A la hora de tener que vivir de los recuerdos, como sucedió durante los “días de la marmota” de las cuarentenas, las experiencias en las que habíamos invertido se conviertieron en un salvavidas, mientras los bienes se mantuvieron como simples instrumentos. En otras palabras, el pasado debe de cuidarse, pues es lo que nos rescatará en el futuro. En especial cuando el presente se convierte en un duelo que llega por oleadas intermitentes, en postales repentinas que nos alarman: un cine vacío un viernes por la noche, el silencio por las calles que solían ser una fiesta, el restaurante atiborrado que ahora está abandonado.
De la vida recordamos fotografías, momentos puntuales. Habitamos en aquellos fragmentos que sobreviven al olvido, no en los días de rutina que poblaron nuestro tiempo. Entonces, sí en el 2020 nos refugiamos más que nunca en las instantáneas del pasado y los rincones de nuestro hogar, ¿cómo es que recordaremos este año que termina? ¿qué escenas vendrán a la mente por encima de telón de fondo de la cuarentena? Al empezar la pandemia afloraron los diarios de pandemia. Escribir lo que era aquella experiencia histórica… hasta que la urgencia se agotó. Llegó el aburrimiento, la monotonía, la condición sedentaria. A menos de que el pulso fuera firme, el diario pronto moría o sufría largas elipsis.
La pandemia queda entonces a merced de nuestra miopía. No nacerá una nueva camada de Funes memoriosos. Aquel personaje de Borges que recordaba con precisión quirúrgica cada hecho de su vida, hasta convertirse en un tormento, pues no le dejaba espacio para el pensamiento. Solo almacenaba detalles. Para evitar aquella tortura nos inventamos métodos con los que recordar solo algunos hechos de cada año. Hay campeonatos, ceremonias de premios o elecciones que borraron cumpleaños enteros.
Este 2020, que cargaremos como una cicatriz, será más bien el de las llamadas de Zoom, la mala señal de internet, la imagen pixelada, el “¿me escuchan?”. Una mancha imborrable sin demasiados contornos. Pero, por eso mismo, será lo que cada uno quiera ver en ella. Un año maldito, único, tormentoso, especial, doloroso o histórico. Pocos preguntarán, “¿qué hacías en el 2013?”, pero sí se dirá: “¿dónde estabas en el 2020?”.

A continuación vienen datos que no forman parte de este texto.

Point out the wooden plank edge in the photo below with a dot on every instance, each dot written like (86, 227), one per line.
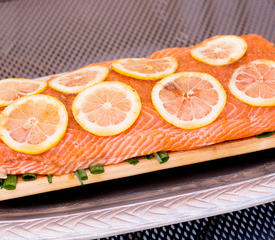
(124, 169)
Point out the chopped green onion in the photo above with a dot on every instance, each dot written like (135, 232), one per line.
(10, 182)
(50, 179)
(162, 157)
(1, 183)
(266, 134)
(133, 161)
(149, 156)
(28, 177)
(78, 177)
(96, 169)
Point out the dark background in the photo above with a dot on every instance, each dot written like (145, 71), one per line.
(39, 38)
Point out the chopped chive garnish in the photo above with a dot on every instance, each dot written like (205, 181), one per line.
(50, 179)
(1, 183)
(133, 161)
(96, 169)
(79, 178)
(162, 157)
(149, 156)
(10, 182)
(28, 177)
(266, 134)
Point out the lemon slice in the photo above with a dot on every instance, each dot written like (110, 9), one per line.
(254, 83)
(107, 108)
(189, 100)
(13, 88)
(220, 50)
(144, 68)
(77, 81)
(33, 124)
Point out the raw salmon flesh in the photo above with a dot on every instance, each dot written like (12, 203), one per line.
(150, 133)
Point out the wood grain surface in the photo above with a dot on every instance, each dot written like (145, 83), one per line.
(217, 151)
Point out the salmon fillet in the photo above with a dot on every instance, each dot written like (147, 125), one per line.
(150, 133)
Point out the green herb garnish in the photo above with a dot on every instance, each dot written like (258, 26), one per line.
(133, 161)
(82, 174)
(162, 157)
(50, 179)
(28, 177)
(265, 134)
(10, 182)
(149, 156)
(1, 183)
(96, 169)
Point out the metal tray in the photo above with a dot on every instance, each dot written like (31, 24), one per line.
(143, 201)
(46, 37)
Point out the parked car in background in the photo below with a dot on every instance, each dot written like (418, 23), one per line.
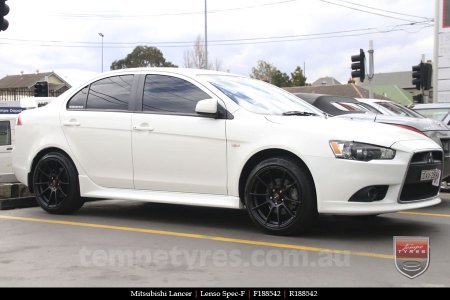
(437, 111)
(390, 108)
(383, 111)
(206, 138)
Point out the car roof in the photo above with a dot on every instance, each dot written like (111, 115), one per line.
(182, 71)
(371, 100)
(431, 105)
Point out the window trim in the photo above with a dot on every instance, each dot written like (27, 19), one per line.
(131, 101)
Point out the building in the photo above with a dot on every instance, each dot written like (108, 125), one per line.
(346, 90)
(325, 81)
(15, 87)
(395, 85)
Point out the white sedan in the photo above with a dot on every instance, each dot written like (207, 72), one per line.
(206, 138)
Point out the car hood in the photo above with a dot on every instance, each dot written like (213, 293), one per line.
(423, 125)
(344, 129)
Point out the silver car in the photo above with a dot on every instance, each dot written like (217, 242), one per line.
(388, 112)
(437, 111)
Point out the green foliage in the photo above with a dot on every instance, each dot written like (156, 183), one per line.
(267, 72)
(297, 77)
(142, 56)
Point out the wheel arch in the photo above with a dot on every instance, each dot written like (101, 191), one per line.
(265, 154)
(41, 154)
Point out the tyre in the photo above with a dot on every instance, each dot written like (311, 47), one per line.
(56, 186)
(280, 197)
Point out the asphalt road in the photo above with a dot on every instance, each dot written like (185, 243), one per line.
(122, 243)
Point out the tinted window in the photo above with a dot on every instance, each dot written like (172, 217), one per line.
(170, 94)
(5, 133)
(78, 101)
(111, 93)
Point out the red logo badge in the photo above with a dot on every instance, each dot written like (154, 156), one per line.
(412, 255)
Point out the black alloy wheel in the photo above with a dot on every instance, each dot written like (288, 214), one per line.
(55, 184)
(279, 196)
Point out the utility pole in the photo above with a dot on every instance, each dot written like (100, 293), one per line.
(101, 34)
(206, 36)
(371, 68)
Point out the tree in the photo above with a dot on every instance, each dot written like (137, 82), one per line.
(297, 77)
(142, 56)
(267, 72)
(281, 79)
(196, 58)
(263, 71)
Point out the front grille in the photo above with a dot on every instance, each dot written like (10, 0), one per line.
(413, 188)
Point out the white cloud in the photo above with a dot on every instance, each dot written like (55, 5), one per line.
(148, 21)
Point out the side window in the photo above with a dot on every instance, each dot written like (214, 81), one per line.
(111, 93)
(5, 133)
(78, 101)
(168, 94)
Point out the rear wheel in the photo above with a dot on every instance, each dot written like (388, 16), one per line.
(55, 183)
(280, 197)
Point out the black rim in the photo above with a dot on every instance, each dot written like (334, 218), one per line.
(274, 196)
(51, 182)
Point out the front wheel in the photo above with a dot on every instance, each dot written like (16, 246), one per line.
(280, 196)
(55, 183)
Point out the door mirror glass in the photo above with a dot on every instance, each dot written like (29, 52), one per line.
(207, 107)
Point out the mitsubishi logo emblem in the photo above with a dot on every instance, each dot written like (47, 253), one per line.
(430, 158)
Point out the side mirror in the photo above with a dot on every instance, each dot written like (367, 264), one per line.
(208, 107)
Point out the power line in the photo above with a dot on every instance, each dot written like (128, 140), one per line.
(385, 10)
(365, 11)
(241, 42)
(236, 41)
(120, 15)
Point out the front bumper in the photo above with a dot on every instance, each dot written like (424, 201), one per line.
(337, 180)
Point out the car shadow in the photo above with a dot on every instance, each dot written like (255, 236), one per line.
(221, 220)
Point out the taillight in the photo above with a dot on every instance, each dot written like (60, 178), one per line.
(409, 128)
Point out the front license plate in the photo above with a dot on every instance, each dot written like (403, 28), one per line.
(434, 175)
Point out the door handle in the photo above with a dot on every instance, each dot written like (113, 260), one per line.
(143, 128)
(71, 122)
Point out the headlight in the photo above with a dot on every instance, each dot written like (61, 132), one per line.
(360, 151)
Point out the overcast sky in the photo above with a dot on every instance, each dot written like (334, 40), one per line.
(62, 36)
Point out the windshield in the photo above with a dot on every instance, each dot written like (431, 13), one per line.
(260, 97)
(399, 110)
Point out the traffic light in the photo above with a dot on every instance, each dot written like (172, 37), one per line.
(418, 75)
(359, 65)
(427, 76)
(4, 10)
(41, 89)
(418, 98)
(422, 75)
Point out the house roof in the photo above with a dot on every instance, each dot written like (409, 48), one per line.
(26, 80)
(401, 79)
(325, 81)
(394, 93)
(346, 90)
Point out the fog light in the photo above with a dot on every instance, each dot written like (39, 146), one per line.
(370, 194)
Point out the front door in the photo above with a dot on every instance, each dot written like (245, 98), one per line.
(97, 126)
(174, 149)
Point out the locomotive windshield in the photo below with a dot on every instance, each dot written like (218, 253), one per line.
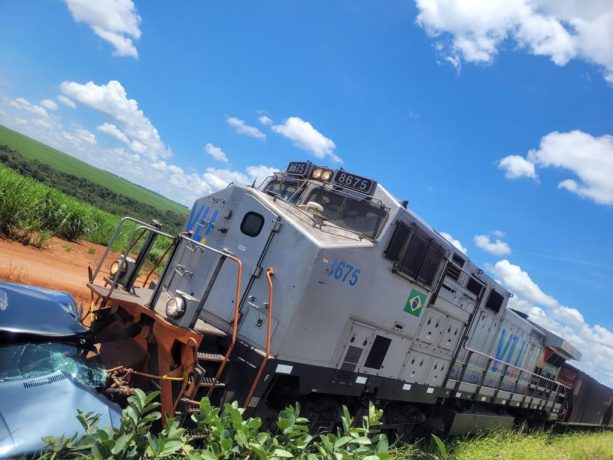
(361, 216)
(287, 190)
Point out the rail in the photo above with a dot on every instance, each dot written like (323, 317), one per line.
(269, 274)
(486, 370)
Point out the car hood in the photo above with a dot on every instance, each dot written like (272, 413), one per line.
(37, 311)
(47, 406)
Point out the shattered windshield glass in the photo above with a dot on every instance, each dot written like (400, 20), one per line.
(32, 360)
(361, 216)
(288, 190)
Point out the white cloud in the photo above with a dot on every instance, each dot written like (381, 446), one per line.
(305, 136)
(23, 104)
(454, 242)
(113, 131)
(559, 29)
(216, 152)
(67, 101)
(112, 100)
(48, 104)
(115, 21)
(155, 173)
(498, 247)
(242, 128)
(595, 342)
(265, 120)
(516, 166)
(589, 158)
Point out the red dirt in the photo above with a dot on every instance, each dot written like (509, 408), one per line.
(62, 265)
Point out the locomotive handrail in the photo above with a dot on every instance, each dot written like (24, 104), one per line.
(114, 235)
(239, 277)
(471, 350)
(269, 273)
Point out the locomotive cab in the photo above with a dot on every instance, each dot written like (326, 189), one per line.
(320, 287)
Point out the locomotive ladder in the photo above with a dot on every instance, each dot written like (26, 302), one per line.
(213, 362)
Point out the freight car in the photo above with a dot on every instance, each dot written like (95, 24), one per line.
(321, 287)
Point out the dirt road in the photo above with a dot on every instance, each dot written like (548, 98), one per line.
(62, 265)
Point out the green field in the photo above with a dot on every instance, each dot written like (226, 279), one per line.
(34, 150)
(515, 445)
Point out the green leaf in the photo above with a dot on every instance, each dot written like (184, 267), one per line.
(441, 447)
(340, 442)
(170, 447)
(121, 443)
(282, 453)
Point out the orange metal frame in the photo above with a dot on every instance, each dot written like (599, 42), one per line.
(269, 274)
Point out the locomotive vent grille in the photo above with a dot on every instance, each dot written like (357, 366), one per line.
(44, 381)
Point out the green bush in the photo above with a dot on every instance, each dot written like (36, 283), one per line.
(218, 434)
(32, 213)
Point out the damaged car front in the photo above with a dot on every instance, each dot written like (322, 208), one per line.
(48, 370)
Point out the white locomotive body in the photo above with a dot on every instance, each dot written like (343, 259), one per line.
(367, 303)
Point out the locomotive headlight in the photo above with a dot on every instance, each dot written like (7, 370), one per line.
(116, 266)
(326, 175)
(175, 307)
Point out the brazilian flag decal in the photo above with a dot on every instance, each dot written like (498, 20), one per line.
(415, 302)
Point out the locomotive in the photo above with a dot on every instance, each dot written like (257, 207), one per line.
(321, 287)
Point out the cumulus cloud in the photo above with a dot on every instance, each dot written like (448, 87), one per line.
(113, 131)
(242, 128)
(516, 166)
(23, 104)
(67, 101)
(265, 120)
(454, 242)
(112, 100)
(150, 171)
(216, 152)
(589, 158)
(594, 341)
(115, 21)
(48, 104)
(496, 247)
(559, 29)
(305, 136)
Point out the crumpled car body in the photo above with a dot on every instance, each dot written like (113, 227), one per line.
(46, 372)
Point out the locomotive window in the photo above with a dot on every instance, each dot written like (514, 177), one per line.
(285, 189)
(377, 352)
(360, 216)
(252, 224)
(474, 286)
(494, 301)
(458, 260)
(399, 238)
(414, 255)
(430, 265)
(351, 358)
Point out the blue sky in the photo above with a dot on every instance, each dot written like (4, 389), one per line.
(495, 122)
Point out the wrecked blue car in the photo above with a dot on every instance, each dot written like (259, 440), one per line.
(47, 370)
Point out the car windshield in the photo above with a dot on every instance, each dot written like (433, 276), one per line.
(361, 216)
(32, 360)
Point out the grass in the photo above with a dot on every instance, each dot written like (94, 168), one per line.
(34, 150)
(32, 213)
(517, 445)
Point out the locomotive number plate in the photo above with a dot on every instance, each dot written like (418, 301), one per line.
(298, 168)
(354, 182)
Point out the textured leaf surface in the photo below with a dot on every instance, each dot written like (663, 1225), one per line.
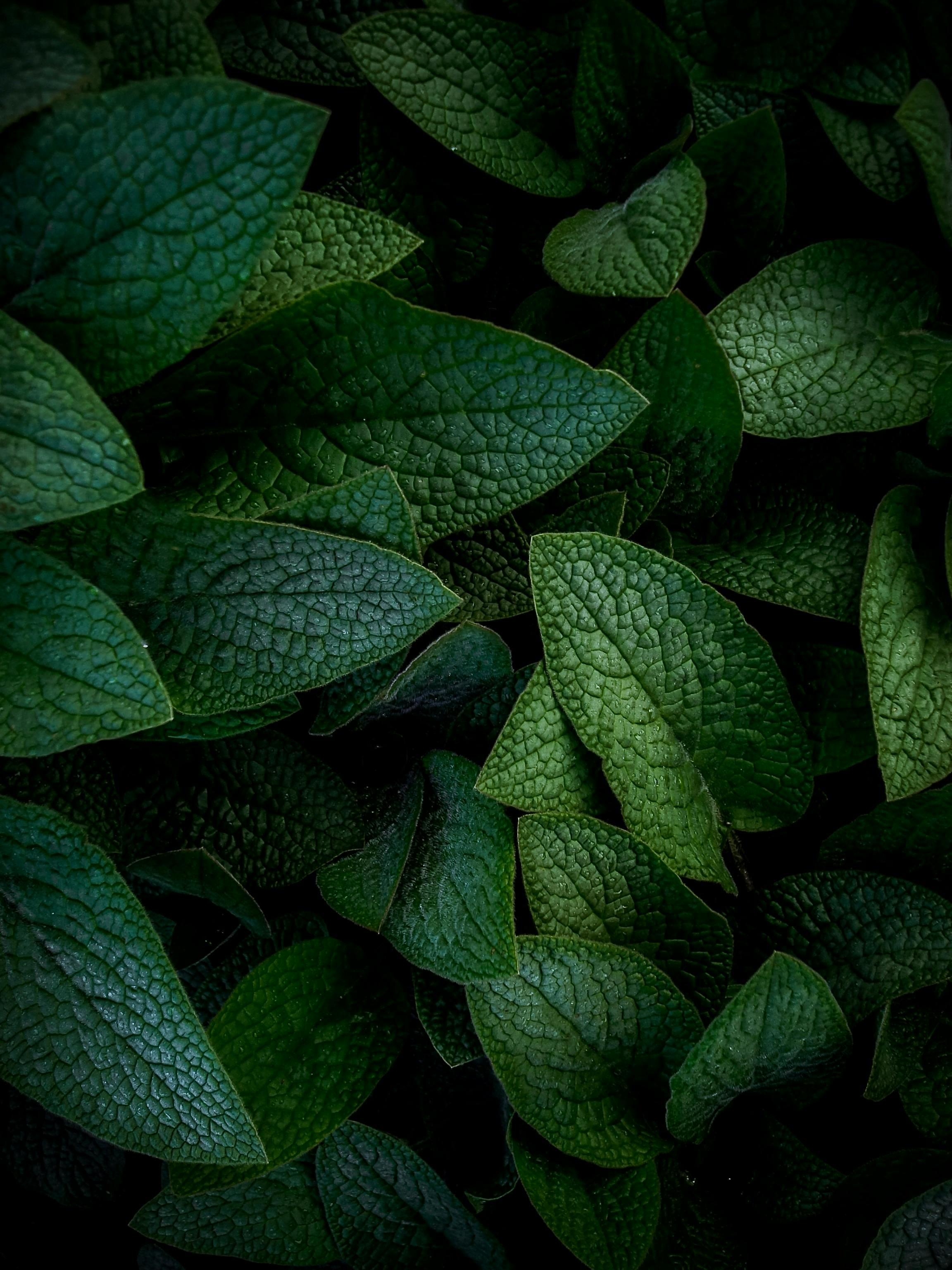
(106, 176)
(306, 1037)
(782, 1029)
(95, 1025)
(574, 1034)
(831, 339)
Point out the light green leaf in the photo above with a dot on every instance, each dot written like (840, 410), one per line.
(606, 1218)
(73, 668)
(907, 633)
(388, 1208)
(695, 420)
(305, 1037)
(832, 339)
(783, 545)
(277, 1218)
(574, 1036)
(492, 92)
(71, 223)
(94, 1023)
(592, 881)
(871, 938)
(636, 248)
(924, 120)
(61, 451)
(631, 643)
(539, 764)
(240, 613)
(782, 1029)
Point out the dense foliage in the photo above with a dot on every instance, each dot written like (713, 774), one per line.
(476, 634)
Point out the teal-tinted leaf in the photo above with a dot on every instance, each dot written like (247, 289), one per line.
(831, 339)
(240, 613)
(489, 91)
(277, 1218)
(306, 1038)
(782, 545)
(589, 879)
(871, 938)
(40, 63)
(924, 120)
(471, 420)
(94, 1023)
(445, 1014)
(576, 1034)
(73, 668)
(266, 807)
(71, 220)
(61, 451)
(636, 248)
(386, 1207)
(630, 92)
(196, 873)
(695, 418)
(606, 1218)
(782, 1033)
(539, 764)
(907, 632)
(631, 639)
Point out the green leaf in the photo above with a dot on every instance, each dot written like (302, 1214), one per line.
(465, 415)
(783, 1029)
(386, 1207)
(437, 874)
(94, 1023)
(636, 248)
(924, 120)
(589, 879)
(71, 222)
(631, 642)
(606, 1218)
(907, 632)
(277, 1218)
(578, 1041)
(815, 336)
(783, 545)
(305, 1037)
(240, 613)
(266, 807)
(695, 418)
(871, 938)
(319, 242)
(40, 63)
(73, 668)
(488, 91)
(539, 764)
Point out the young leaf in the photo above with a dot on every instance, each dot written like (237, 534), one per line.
(576, 1034)
(73, 668)
(386, 1207)
(489, 91)
(815, 336)
(589, 879)
(71, 220)
(782, 1032)
(631, 642)
(907, 632)
(277, 1218)
(94, 1023)
(636, 248)
(607, 1218)
(240, 613)
(306, 1037)
(695, 420)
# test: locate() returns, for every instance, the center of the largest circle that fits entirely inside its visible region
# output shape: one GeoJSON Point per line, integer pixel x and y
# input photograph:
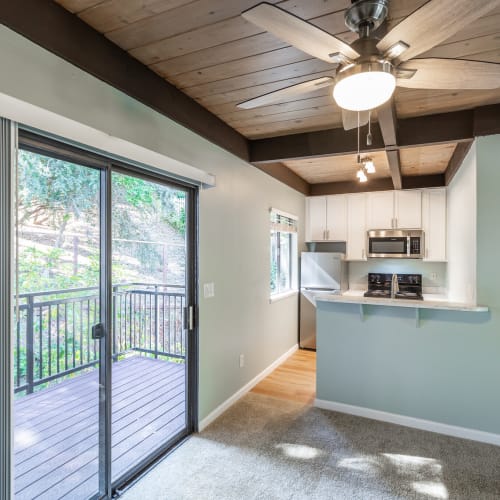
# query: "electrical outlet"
{"type": "Point", "coordinates": [209, 290]}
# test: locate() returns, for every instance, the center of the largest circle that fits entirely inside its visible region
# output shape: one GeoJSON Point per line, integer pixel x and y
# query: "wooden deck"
{"type": "Point", "coordinates": [56, 430]}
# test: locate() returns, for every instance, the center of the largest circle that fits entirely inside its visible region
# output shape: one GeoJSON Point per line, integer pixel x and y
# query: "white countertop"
{"type": "Point", "coordinates": [431, 301]}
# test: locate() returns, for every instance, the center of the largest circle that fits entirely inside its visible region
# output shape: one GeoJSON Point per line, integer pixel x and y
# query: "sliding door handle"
{"type": "Point", "coordinates": [98, 331]}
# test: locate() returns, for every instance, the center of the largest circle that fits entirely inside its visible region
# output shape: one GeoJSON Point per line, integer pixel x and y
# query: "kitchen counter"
{"type": "Point", "coordinates": [431, 301]}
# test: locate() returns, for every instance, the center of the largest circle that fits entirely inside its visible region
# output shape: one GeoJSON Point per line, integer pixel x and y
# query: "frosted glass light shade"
{"type": "Point", "coordinates": [364, 90]}
{"type": "Point", "coordinates": [369, 166]}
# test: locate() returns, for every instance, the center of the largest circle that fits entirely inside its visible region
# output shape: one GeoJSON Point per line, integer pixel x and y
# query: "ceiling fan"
{"type": "Point", "coordinates": [368, 70]}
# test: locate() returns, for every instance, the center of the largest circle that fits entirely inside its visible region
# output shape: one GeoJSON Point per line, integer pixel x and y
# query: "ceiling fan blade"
{"type": "Point", "coordinates": [282, 94]}
{"type": "Point", "coordinates": [459, 74]}
{"type": "Point", "coordinates": [350, 118]}
{"type": "Point", "coordinates": [433, 23]}
{"type": "Point", "coordinates": [297, 32]}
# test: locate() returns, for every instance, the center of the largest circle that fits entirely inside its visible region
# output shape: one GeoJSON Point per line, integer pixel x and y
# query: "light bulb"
{"type": "Point", "coordinates": [361, 175]}
{"type": "Point", "coordinates": [365, 86]}
{"type": "Point", "coordinates": [369, 167]}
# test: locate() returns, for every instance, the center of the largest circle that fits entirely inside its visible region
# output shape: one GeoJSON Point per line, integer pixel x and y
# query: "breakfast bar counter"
{"type": "Point", "coordinates": [431, 301]}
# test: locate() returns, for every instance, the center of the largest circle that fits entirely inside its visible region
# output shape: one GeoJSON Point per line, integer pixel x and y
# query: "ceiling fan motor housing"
{"type": "Point", "coordinates": [364, 16]}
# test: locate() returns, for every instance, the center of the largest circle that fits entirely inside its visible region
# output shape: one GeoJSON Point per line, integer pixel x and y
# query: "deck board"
{"type": "Point", "coordinates": [56, 430]}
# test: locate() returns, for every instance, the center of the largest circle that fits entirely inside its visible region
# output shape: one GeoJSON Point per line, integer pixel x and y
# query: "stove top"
{"type": "Point", "coordinates": [409, 285]}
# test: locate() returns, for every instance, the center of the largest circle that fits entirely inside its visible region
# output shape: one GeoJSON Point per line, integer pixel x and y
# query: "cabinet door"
{"type": "Point", "coordinates": [315, 218]}
{"type": "Point", "coordinates": [336, 218]}
{"type": "Point", "coordinates": [434, 224]}
{"type": "Point", "coordinates": [356, 227]}
{"type": "Point", "coordinates": [380, 213]}
{"type": "Point", "coordinates": [408, 209]}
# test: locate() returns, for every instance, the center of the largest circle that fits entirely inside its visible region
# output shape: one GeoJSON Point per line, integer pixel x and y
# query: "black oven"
{"type": "Point", "coordinates": [395, 243]}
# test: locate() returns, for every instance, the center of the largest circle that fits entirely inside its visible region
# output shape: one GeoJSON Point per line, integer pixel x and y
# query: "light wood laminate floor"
{"type": "Point", "coordinates": [295, 379]}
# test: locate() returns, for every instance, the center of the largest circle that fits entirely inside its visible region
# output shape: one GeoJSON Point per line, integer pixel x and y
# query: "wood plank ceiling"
{"type": "Point", "coordinates": [208, 51]}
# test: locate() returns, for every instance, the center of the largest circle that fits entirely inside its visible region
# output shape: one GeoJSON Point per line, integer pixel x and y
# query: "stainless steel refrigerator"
{"type": "Point", "coordinates": [320, 273]}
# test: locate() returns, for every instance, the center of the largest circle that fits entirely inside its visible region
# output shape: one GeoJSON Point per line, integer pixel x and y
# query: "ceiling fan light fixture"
{"type": "Point", "coordinates": [361, 175]}
{"type": "Point", "coordinates": [369, 166]}
{"type": "Point", "coordinates": [364, 86]}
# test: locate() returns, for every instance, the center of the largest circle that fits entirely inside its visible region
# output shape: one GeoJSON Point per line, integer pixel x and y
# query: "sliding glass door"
{"type": "Point", "coordinates": [57, 360]}
{"type": "Point", "coordinates": [149, 340]}
{"type": "Point", "coordinates": [104, 364]}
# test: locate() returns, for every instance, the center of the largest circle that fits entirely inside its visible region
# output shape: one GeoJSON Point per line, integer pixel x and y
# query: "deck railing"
{"type": "Point", "coordinates": [53, 335]}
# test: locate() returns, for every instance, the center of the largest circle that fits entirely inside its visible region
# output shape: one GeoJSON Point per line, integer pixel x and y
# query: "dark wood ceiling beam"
{"type": "Point", "coordinates": [52, 27]}
{"type": "Point", "coordinates": [408, 182]}
{"type": "Point", "coordinates": [287, 176]}
{"type": "Point", "coordinates": [330, 142]}
{"type": "Point", "coordinates": [395, 168]}
{"type": "Point", "coordinates": [487, 120]}
{"type": "Point", "coordinates": [443, 128]}
{"type": "Point", "coordinates": [423, 181]}
{"type": "Point", "coordinates": [456, 160]}
{"type": "Point", "coordinates": [326, 188]}
{"type": "Point", "coordinates": [388, 123]}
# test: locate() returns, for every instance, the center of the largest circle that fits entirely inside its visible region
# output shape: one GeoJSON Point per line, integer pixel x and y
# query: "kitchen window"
{"type": "Point", "coordinates": [283, 254]}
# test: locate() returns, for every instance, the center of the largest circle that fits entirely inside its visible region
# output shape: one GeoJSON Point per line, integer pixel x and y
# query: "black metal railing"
{"type": "Point", "coordinates": [53, 334]}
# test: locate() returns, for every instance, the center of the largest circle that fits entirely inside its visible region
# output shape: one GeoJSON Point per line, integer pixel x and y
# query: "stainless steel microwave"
{"type": "Point", "coordinates": [395, 243]}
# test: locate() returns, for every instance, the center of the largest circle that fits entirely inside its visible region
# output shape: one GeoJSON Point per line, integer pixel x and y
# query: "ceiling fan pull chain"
{"type": "Point", "coordinates": [359, 155]}
{"type": "Point", "coordinates": [369, 136]}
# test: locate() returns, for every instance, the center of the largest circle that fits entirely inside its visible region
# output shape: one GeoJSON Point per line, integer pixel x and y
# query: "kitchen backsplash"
{"type": "Point", "coordinates": [433, 273]}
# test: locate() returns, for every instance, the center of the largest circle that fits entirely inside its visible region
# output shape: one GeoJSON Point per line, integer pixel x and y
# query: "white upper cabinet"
{"type": "Point", "coordinates": [380, 213]}
{"type": "Point", "coordinates": [434, 224]}
{"type": "Point", "coordinates": [408, 209]}
{"type": "Point", "coordinates": [316, 218]}
{"type": "Point", "coordinates": [394, 209]}
{"type": "Point", "coordinates": [326, 218]}
{"type": "Point", "coordinates": [356, 227]}
{"type": "Point", "coordinates": [336, 217]}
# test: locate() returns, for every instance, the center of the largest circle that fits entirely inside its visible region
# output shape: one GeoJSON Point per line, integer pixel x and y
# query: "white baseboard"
{"type": "Point", "coordinates": [417, 423]}
{"type": "Point", "coordinates": [202, 424]}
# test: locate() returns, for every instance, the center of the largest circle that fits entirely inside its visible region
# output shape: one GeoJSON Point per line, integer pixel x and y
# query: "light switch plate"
{"type": "Point", "coordinates": [209, 290]}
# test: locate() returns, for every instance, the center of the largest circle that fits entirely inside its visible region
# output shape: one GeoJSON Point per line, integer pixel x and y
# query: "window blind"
{"type": "Point", "coordinates": [283, 222]}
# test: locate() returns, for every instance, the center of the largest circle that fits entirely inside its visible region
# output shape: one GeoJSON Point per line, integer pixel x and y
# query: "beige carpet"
{"type": "Point", "coordinates": [266, 448]}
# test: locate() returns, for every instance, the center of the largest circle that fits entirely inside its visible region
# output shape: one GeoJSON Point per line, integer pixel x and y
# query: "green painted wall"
{"type": "Point", "coordinates": [234, 215]}
{"type": "Point", "coordinates": [448, 370]}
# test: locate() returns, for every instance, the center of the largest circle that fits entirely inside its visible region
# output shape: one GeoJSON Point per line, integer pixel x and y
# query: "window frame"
{"type": "Point", "coordinates": [275, 242]}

Las canciones de año nuevo tienen una melancolía particular. Lucen con orgullo una esperanza vana, y hasta hace poco, un espíritu de sorpresa que ya nadie quiere. Hoy las peticiones son concretas. El 2021 pareciera tener la tarea -qué digo: la obligación- de devolvernos lo que soñábamos tras la nochevieja pasada; resarcir las frustraciones y ahogar las penas, pero sabemos que empezará como un día más de la pandemia. El 2020 seguirá allí. Porque en esa cifra redonda se conjugarán toda clase de decepciones hasta que ya no nos invadan más. Un lugar común en el que depositar las culpas. Un punto de partida y no de salida. Pues algo de nosotros ha quedado siempre partido, enterrado vivo en el futuro que no tuvimos.
Al final de la película “Días de Radio” de Woody Allen, dos personajes conversan en una azotea de Manhattan tras las celebraciones de nochevieja. Empieza 1944 y faltan casi veinte meses para que termine la Segunda Guerra Mundial. Sus inquietudes son un consuelo y una certeza; sabemos cómo se resolvió aquel año y lo que les esperaba, pero la cuestión de fondo sigue siendo la misma.
Roger: Espero que 1944 salga bien. Se van tan rápido. ¿A dónde se van?
Biff Baxter: Tan rápido. Entonces nos hacemos viejos. Y nunca supimos de que se trataba nada.